Tim Pocock died peacefully at home on Sunday 1st May after battling oesophageal cancer.
Born in Bristol on 2nd July 1946, he was the second of three children, of John Arthur Pocock, a distinguished General Surgeon at the Bristol Royal Infirmary and his wife, Cicely Barbara.
He attended Clifton College Preparatory School Bristol from 1953-59 and Clifton College Senior School from 1959-64 where he started in East House as a day boy then moved into Watsons as a boarder. He was known for his rugby and cricketing skills, his sense of humour, intelligence and wit. He decided to follow in his father’s and grandfather’s footsteps and pursue a medical career, studying at Bristol University from where he qualified in 1971 with MB ChB (and some kind of qualification in building a pedal car named Thrombus Three). After house jobs he worked first in orthopaedics then a year in General Practice and a further six months in urology before commencing his career in Obstetrics and Gynaecology. Tim started his O&G rotations in the Bristol hospitals, the Bristol Maternity Hospital, Bristol Royal Infirmary, Southmead and Frenchay. He gained his MRCOG in 1976. In 1978 Tim moved to London where he worked at the Westminster hospitals, first as registrar then Senior Registrar. During this time he gained his FRCS (Edin).

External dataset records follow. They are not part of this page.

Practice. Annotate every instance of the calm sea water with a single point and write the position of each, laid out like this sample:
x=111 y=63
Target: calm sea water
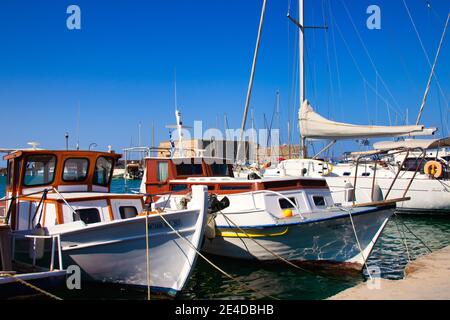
x=282 y=281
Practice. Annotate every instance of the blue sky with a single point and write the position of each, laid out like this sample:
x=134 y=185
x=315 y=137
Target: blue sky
x=120 y=66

In 1984 Tim was appointed as Consultant Gynaecologist and Obstetrician at Southend University Hospital. At that time the Department was on the Rochford hospital site. With friends at Round Table he was a very active fund raiser for the colposcopy service. Laser equipment was installed; to this day the fund is still active.
Tim was also instrumental setting up the gynaecological oncology service in Southend, enabling the Hospital to obtain accreditation as a Gynaecological Oncology Centre in Essex.

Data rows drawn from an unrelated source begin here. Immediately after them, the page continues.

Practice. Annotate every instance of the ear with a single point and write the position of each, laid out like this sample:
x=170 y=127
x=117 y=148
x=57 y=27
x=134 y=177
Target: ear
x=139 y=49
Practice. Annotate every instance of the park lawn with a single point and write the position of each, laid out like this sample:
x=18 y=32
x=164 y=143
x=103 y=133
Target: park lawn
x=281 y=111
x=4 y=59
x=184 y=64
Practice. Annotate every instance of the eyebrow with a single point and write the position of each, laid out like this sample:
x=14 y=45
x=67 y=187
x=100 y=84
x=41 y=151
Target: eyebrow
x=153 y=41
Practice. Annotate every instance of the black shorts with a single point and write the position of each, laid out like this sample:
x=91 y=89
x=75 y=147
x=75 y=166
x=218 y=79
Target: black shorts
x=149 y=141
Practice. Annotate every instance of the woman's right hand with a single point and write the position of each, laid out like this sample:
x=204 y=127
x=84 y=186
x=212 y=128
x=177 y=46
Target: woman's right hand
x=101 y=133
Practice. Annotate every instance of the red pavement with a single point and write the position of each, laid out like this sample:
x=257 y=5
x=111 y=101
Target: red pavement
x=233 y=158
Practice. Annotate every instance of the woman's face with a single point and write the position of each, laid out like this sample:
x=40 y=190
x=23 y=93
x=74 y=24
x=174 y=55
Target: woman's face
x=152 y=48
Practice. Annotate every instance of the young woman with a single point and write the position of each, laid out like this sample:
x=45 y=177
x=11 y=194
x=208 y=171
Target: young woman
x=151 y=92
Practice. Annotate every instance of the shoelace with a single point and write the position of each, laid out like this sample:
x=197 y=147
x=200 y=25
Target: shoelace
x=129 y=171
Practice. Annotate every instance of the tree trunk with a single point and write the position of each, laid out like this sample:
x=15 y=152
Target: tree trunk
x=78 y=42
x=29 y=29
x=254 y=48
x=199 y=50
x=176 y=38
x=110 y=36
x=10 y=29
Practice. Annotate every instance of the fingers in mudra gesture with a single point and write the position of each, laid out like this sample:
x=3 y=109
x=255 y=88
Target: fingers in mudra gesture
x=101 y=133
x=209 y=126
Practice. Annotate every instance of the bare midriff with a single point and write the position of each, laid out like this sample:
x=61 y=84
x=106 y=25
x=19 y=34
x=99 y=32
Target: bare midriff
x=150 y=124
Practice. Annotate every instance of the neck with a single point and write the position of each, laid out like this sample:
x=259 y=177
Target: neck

He was a highly skilled surgeon, able to perform a wide variety of gynaecological surgery and had an enviable reputation amongst his colleagues and local GP’s. His skills in Obstetrics and Gynaecology were highly respected. His leadership skills were recognised when he was appointed as the specialty clinical director.

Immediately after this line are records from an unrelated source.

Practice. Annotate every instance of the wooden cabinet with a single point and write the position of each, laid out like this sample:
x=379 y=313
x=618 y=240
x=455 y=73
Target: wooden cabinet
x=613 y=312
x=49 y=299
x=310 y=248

Patients remember him as calm, kind, and compassionate; his colleagues that he was an easy person to get on with and with a great sense of humour.
On the home front – he enjoyed DIY and undertook sustainable home alterations before they became generally popular by installing his own heat exchange system in the loft and enormous rain water storage and recycling tanks for which he did 95% of the work of digging the pipes and plumbing the tanks himself. His garden is a real tribute to his love of growing and building with ponds, gazebos and arbours all constructed by him.
He had a tendency to be somewhat impatient and did not like to waste time at work or at leisure. He skied – always trying to be faster than the rest of the family, sailed – trying to be the boat at the front of the fleet, and he drove his beloved old Series II Morris Minor as fast as possible on the John O’Groats to Lands End Endurance run. His love of classic cars also prompted him to purchase a beautiful Series II E-Type Jaguar, though he didn’t have long enough to fully appreciate it.
In his final months he showed great bravery and dignity and left a legacy of which his family are very proud.
He is survived by his widow, Deborah, and their sons, James and Nicholas; his first wife Jessica, their son Christopher (his wife Nicola and two granddaughters), and daughter Helen; his sister Susan and brother Richard.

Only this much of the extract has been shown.